Ecrit par Toute La Philo

Dissertation de Philosophie (corrigé)

Introduction

En principe, le fait de savoir consiste à être en possession de connaissances considérées comme vérifiées et vérifiables. C’est pourquoi, celui qui sait est certain qu’il est dans le vrai. En ce sens, il semblerait étrange d’inclure l’idée du fait de croire dans celle du fait de savoir. En effet, le fait de croire renvoie au fait d’accepter une intuition comme digne de confiance malgré un manque de développement rationnel ou un manque de preuve empirique pour asseoir définitivement une certitude. Pourtant peut-on s’assurer de la nature absolue de nos savoirs alors qu’on a pu remarquer leur évolution au fil de l’histoire de leur recherche ? Il y a dans cette évolution le signe d’une dynamique entre le doute et la certitude. Ce qui implique qu’au moment de l’autorité culturelle de certains savoirs et qui sont pourtant aujourd’hui considérés comme obsolètes, on a cru en eux et ceci par différents facteurs. Toutefois faut-il entendre dans ce constat qu’un savoir n’est plus ni moins qu’une croyance plus fiable que d’autre et que par conséquent il n’a pas de valeur propre ? Pour répondre à ce problème nous allons développer les considérations suivantes. Premièrement, définissons la distinction nette entre le fait savoir et le fait de croire. Deuxièmement, considérons toutefois pourquoi il y a une participation non négligeable de la croyance à des degrés fondamentaux dans le fait de savoir. Finalement il faut mesurer que même s’il y a un degré de croyance nécessaire dans le fait de savoir, les deux états d’esprit ont chacun leur valeur vis-à-vis de la connaissance.
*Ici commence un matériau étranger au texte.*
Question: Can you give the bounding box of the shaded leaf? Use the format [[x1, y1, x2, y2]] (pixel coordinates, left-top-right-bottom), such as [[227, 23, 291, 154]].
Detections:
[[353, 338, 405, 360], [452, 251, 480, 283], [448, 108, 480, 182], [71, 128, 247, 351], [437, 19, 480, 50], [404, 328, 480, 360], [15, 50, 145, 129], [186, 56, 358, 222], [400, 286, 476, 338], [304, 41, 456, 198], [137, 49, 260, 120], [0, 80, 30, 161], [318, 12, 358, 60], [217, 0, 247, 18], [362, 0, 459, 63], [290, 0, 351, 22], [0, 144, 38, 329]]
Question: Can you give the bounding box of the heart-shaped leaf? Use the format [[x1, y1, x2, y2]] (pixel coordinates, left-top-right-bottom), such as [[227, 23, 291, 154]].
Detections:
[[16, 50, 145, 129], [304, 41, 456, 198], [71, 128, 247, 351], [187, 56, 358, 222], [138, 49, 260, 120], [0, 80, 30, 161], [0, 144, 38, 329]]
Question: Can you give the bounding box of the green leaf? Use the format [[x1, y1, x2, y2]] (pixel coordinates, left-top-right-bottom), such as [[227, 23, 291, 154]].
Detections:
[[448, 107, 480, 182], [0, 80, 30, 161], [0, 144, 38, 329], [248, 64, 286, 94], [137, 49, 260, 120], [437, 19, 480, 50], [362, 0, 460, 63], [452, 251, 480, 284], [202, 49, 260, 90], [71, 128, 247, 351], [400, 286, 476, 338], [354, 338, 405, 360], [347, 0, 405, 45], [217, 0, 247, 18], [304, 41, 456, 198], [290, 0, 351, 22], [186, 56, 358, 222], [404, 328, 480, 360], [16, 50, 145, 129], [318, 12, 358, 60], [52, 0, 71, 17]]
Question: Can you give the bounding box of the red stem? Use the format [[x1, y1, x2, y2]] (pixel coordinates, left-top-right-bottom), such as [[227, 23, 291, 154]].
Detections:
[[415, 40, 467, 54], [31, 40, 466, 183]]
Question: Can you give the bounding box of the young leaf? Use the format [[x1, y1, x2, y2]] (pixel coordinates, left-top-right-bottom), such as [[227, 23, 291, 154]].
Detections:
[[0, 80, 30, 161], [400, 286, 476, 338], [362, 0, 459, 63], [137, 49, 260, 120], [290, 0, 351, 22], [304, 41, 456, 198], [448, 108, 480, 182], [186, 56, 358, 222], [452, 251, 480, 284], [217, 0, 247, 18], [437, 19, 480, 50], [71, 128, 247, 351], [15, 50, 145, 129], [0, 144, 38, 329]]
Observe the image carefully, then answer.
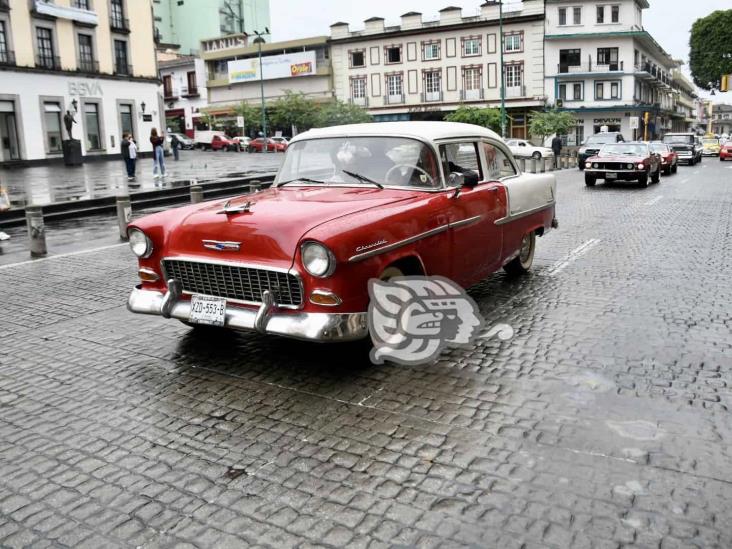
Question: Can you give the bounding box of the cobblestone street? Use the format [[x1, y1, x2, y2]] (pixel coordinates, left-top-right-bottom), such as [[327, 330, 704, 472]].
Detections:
[[0, 159, 732, 549]]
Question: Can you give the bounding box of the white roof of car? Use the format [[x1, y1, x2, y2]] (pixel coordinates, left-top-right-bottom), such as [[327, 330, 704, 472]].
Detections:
[[290, 122, 501, 143]]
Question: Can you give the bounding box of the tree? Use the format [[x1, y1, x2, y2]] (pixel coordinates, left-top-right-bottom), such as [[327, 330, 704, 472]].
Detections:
[[445, 107, 501, 132], [529, 109, 577, 142], [269, 90, 318, 132], [314, 99, 373, 127], [689, 10, 732, 90]]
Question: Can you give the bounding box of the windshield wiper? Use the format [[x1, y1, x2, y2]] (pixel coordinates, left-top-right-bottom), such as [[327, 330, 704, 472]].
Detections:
[[277, 177, 326, 187], [341, 170, 384, 189]]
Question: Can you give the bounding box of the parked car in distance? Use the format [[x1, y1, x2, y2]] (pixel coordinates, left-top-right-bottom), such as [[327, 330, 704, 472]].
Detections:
[[506, 139, 554, 160], [719, 141, 732, 161], [248, 137, 287, 152], [585, 142, 661, 187], [128, 122, 557, 342], [166, 132, 196, 150], [577, 132, 625, 170], [662, 132, 702, 166], [650, 141, 679, 175], [702, 136, 720, 156]]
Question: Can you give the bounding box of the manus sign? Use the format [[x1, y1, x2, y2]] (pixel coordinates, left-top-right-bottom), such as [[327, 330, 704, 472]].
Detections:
[[229, 51, 315, 84]]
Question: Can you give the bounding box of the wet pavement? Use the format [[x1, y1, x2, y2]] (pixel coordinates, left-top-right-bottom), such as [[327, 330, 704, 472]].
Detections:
[[0, 159, 732, 549], [0, 150, 284, 208]]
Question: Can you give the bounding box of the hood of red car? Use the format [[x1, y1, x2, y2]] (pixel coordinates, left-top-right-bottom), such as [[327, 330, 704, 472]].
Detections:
[[166, 186, 416, 267]]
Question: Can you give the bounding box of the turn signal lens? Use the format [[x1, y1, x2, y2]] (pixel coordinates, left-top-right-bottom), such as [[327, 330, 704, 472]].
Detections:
[[310, 290, 341, 307]]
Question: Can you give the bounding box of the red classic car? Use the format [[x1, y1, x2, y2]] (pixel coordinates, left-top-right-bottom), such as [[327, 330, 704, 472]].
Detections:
[[651, 141, 679, 175], [585, 143, 661, 187], [128, 122, 557, 341], [247, 137, 287, 152], [719, 141, 732, 161]]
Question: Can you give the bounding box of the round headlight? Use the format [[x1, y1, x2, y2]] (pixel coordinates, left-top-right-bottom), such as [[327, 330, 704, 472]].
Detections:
[[127, 229, 152, 258], [301, 242, 335, 278]]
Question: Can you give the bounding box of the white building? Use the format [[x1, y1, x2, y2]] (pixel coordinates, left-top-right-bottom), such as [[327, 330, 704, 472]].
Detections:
[[544, 0, 684, 145], [0, 0, 162, 165], [330, 0, 545, 138], [158, 54, 208, 137]]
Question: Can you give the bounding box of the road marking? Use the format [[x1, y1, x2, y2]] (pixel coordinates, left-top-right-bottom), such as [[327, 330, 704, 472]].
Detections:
[[547, 238, 600, 276], [0, 242, 128, 271]]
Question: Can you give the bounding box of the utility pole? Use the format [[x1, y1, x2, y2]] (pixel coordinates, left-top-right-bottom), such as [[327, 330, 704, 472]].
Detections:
[[254, 27, 269, 153], [498, 0, 506, 139]]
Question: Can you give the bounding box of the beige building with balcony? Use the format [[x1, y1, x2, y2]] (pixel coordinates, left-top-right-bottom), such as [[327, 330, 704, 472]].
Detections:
[[0, 0, 162, 165], [200, 35, 333, 127], [330, 0, 545, 138]]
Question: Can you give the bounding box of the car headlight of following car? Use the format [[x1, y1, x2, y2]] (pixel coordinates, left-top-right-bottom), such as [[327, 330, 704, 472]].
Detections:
[[300, 241, 336, 278], [127, 229, 153, 259]]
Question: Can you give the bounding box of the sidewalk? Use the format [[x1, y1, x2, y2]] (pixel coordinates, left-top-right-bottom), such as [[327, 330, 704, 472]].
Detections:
[[0, 150, 284, 208]]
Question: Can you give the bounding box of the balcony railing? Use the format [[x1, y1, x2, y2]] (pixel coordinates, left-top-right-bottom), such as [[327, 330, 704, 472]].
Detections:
[[76, 57, 99, 74], [506, 86, 526, 99], [348, 97, 369, 107], [36, 55, 61, 70], [0, 50, 15, 66], [109, 15, 130, 32], [384, 93, 404, 105], [557, 59, 625, 74], [460, 88, 485, 101], [114, 61, 132, 76], [419, 91, 442, 103]]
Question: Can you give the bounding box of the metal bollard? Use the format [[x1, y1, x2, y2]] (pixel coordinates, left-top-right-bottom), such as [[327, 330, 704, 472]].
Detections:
[[191, 185, 203, 204], [25, 206, 48, 257], [117, 195, 132, 240]]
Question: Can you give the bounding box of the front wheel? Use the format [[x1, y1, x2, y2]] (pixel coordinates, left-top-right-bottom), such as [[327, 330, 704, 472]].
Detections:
[[503, 232, 536, 276]]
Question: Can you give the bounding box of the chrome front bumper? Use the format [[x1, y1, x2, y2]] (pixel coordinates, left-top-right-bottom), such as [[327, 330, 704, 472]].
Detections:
[[127, 281, 368, 342]]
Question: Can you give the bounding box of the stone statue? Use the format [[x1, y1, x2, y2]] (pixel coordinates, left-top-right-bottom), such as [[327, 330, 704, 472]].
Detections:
[[64, 111, 76, 139]]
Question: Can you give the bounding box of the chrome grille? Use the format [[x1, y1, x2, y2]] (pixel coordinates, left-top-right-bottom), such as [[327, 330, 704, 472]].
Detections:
[[163, 259, 302, 307]]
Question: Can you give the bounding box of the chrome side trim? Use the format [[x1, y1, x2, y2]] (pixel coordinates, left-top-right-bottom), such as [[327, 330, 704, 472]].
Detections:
[[450, 215, 483, 229], [348, 224, 450, 263], [496, 201, 556, 225], [127, 286, 369, 342]]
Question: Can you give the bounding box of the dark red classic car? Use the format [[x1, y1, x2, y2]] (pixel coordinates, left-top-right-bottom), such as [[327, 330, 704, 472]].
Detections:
[[128, 122, 556, 341], [585, 143, 661, 187], [651, 141, 679, 175], [247, 137, 287, 152]]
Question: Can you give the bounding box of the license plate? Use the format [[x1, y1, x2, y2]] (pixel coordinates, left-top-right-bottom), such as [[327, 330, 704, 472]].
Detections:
[[188, 295, 226, 326]]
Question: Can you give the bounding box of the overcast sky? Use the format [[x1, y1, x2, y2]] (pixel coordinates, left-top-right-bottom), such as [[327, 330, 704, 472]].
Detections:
[[270, 0, 732, 103]]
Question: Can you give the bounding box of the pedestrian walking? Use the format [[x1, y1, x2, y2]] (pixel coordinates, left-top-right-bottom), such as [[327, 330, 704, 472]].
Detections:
[[552, 135, 562, 169], [170, 134, 180, 162], [150, 128, 165, 179]]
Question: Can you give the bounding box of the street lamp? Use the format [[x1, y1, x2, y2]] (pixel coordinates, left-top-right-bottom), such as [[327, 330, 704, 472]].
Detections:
[[498, 0, 506, 139], [253, 27, 269, 153]]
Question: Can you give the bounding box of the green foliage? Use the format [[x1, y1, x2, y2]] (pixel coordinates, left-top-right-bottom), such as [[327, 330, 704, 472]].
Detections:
[[314, 99, 373, 128], [268, 90, 318, 132], [689, 10, 732, 90], [529, 109, 577, 141], [445, 107, 501, 133]]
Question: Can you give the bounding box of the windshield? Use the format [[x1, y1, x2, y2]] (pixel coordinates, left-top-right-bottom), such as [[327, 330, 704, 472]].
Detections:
[[585, 133, 618, 145], [598, 143, 648, 156], [275, 137, 441, 188], [663, 135, 694, 145]]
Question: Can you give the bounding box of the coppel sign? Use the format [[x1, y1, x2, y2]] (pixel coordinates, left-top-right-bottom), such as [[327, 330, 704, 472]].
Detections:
[[228, 51, 315, 84]]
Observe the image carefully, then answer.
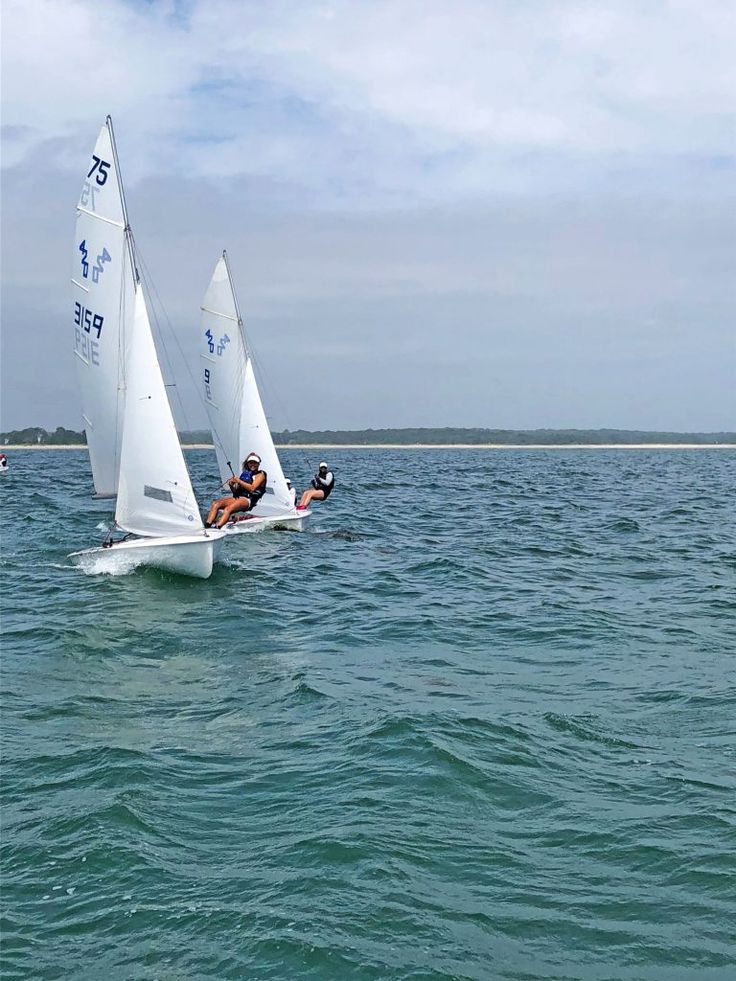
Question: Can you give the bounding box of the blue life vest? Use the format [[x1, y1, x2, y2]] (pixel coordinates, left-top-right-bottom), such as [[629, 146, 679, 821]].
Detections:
[[233, 470, 268, 505]]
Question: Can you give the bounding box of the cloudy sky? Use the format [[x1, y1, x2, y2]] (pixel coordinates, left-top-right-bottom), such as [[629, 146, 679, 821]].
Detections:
[[0, 0, 736, 430]]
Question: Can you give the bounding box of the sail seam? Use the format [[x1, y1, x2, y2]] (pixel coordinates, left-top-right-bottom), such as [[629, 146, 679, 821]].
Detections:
[[77, 205, 125, 228], [199, 307, 240, 324]]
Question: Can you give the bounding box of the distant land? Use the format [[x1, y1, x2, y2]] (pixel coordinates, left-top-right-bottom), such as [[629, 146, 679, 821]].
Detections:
[[0, 426, 736, 446]]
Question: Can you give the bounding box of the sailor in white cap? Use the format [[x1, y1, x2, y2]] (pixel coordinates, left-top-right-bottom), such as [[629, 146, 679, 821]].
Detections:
[[296, 460, 335, 511], [204, 453, 268, 528]]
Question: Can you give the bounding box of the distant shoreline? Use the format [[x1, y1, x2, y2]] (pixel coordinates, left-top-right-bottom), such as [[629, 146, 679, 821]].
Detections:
[[5, 443, 736, 452]]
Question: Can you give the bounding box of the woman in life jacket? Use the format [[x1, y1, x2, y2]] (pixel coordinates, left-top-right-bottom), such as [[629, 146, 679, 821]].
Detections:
[[204, 453, 268, 528], [296, 460, 335, 511]]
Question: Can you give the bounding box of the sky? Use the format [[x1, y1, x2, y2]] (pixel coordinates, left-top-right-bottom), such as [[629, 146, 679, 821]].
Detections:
[[0, 0, 736, 431]]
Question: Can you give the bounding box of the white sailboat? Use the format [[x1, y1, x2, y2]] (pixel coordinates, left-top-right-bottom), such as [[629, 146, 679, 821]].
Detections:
[[72, 116, 224, 578], [200, 252, 310, 536], [72, 117, 137, 497]]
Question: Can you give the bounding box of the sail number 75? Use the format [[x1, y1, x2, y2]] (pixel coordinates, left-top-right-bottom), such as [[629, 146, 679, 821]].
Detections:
[[87, 153, 110, 187]]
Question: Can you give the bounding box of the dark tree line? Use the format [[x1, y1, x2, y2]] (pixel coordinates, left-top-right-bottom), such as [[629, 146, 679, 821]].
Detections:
[[0, 426, 736, 446]]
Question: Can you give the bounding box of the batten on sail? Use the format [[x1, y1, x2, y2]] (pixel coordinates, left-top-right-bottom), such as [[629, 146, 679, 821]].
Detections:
[[200, 252, 294, 517], [72, 117, 134, 497], [115, 286, 204, 536]]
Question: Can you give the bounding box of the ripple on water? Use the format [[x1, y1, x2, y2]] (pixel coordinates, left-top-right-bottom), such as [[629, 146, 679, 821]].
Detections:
[[0, 450, 736, 981]]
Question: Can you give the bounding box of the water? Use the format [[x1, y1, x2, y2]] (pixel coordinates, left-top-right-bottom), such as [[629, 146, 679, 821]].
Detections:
[[0, 450, 736, 981]]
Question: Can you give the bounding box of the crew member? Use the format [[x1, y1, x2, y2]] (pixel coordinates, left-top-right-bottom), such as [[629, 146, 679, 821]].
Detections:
[[296, 460, 335, 511], [204, 453, 268, 528]]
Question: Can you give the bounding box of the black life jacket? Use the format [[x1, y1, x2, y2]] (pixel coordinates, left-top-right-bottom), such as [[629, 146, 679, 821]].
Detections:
[[312, 470, 335, 500]]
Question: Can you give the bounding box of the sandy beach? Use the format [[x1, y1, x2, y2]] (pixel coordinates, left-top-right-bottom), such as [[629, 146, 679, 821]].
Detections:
[[2, 443, 736, 451]]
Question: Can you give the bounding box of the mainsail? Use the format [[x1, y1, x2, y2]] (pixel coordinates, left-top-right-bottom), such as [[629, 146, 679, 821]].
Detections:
[[115, 285, 204, 536], [200, 252, 294, 517], [72, 116, 135, 497]]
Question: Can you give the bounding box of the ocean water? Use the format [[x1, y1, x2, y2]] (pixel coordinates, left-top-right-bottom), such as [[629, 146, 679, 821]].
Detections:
[[0, 450, 736, 981]]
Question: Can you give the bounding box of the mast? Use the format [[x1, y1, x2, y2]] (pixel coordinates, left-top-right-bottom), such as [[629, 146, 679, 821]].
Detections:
[[222, 249, 250, 361], [105, 116, 141, 286]]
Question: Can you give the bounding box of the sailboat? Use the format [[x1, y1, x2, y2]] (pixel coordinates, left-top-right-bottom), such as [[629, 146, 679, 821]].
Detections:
[[72, 116, 224, 579], [199, 252, 311, 536]]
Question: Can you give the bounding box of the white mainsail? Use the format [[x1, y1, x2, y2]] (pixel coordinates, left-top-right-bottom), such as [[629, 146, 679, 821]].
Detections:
[[72, 116, 135, 497], [200, 252, 294, 517], [115, 285, 204, 536]]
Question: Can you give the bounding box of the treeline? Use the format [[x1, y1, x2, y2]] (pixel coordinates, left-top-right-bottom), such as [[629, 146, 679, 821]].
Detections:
[[273, 427, 736, 446], [0, 426, 736, 446], [0, 426, 87, 446]]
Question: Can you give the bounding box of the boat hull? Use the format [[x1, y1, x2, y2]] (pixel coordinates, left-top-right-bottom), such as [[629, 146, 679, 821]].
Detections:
[[222, 511, 312, 538], [70, 533, 225, 579]]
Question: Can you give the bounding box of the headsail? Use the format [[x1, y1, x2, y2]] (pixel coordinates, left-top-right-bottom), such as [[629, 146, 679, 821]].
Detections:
[[115, 286, 204, 536], [72, 116, 135, 497], [200, 252, 294, 517]]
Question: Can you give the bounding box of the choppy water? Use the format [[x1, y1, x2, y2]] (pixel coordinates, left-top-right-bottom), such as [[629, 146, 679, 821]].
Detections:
[[0, 450, 736, 981]]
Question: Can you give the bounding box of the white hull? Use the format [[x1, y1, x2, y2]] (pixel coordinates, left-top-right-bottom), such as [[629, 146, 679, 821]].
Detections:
[[70, 532, 225, 579], [222, 511, 312, 538]]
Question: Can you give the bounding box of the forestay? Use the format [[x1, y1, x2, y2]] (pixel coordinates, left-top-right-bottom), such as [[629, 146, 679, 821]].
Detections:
[[72, 117, 135, 496], [200, 252, 294, 517], [115, 286, 204, 536]]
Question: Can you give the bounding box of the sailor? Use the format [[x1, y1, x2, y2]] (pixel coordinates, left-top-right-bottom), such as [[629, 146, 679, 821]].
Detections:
[[204, 453, 268, 528], [296, 460, 335, 511]]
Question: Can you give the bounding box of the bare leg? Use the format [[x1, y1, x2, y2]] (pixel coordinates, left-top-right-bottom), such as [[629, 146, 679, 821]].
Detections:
[[205, 497, 236, 525], [217, 497, 250, 528], [299, 490, 325, 508]]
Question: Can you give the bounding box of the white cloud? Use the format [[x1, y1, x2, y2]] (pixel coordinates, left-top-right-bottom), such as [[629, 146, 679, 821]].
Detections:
[[3, 0, 736, 201]]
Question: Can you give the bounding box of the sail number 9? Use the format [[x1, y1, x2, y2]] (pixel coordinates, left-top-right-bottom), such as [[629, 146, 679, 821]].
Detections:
[[87, 153, 110, 187]]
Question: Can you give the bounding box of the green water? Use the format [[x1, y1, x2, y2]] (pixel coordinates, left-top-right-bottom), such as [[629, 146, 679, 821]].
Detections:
[[0, 450, 736, 981]]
I) Le fait de savoir est par définition distinct du fait de croire

a. Un savoir se distingue de la simple croyance par le fait qu’il est soutenu par une vérifiabilité.

Premièrement on peut considérer communément que le fait de savoir renvoie à l’idée d’une connaissance dont la véracité a été établie. Cet établissement est possible en vertu d’un raisonnement logique ou d’une expérience scientifique. Dans le premier cas, sa véracité s’établit en raison de la démonstration qui la fonde. Elle est la conclusion d’un discours qui opère sur des évidences rationnelles. Ce sont des mises en relations entre des propositions si claires et si distinctes  que la raison ne peut qu’accepter. On retrouve ce type de savoir dans les mathématiques. Dans le second cas il s’agit de théories dont la certitude est appuyée par une observation empirique encadrée rationnellement. Plus précisément, cette observation dépasse l’expérience empirique ordinaire. Il ne s’agit pas d’interpréter intuitivement son expérience, car ce serait se créer une condition propice à l’erreur et à l’illusion. Cette expérience dite scientifique use d’outils théoriques dont la pertinence explicative n’est pas encore incontestée malgré ses nombreuses épreuves expérimentales. Les savoirs qui en découlent renvoient par exemple aux lois de la physique.

b. La croyance est soutenue par une confiance et non par une preuve absolue.

Deuxièmement, quant au fait de croire, il se distingue du fait de savoir par son caractère subjectif. Le fait de croire n’implique pas que ce qu’on croit soit soutenu par des vérifications absolues. C’est un état d’esprit qui laisse place au doute mais qui accorde une plus grande confiance à son intuition qu’à ce dernier. Il s’agit en fait d’un parti pris au vu de plusieurs facteurs dont le manque d’informations objectives rend propices. En effet, celui qui croit comble généralement le manque de données par des théories qu’il affectionne subjectivement. Un de ces facteurs peut-être un conditionnement culturel lié aux traditions de sa société. Un autre peut-être une expérience personnelle que l’on estime nous inspirer à l’interprétation profonde d’une réalité. Enfin il peut s’agir d’une révélation considérée comme divinatrice ou mystique. Dans tous les cas, le jugement s’est arrêté à un point que son esprit estime comme suffisamment fiable.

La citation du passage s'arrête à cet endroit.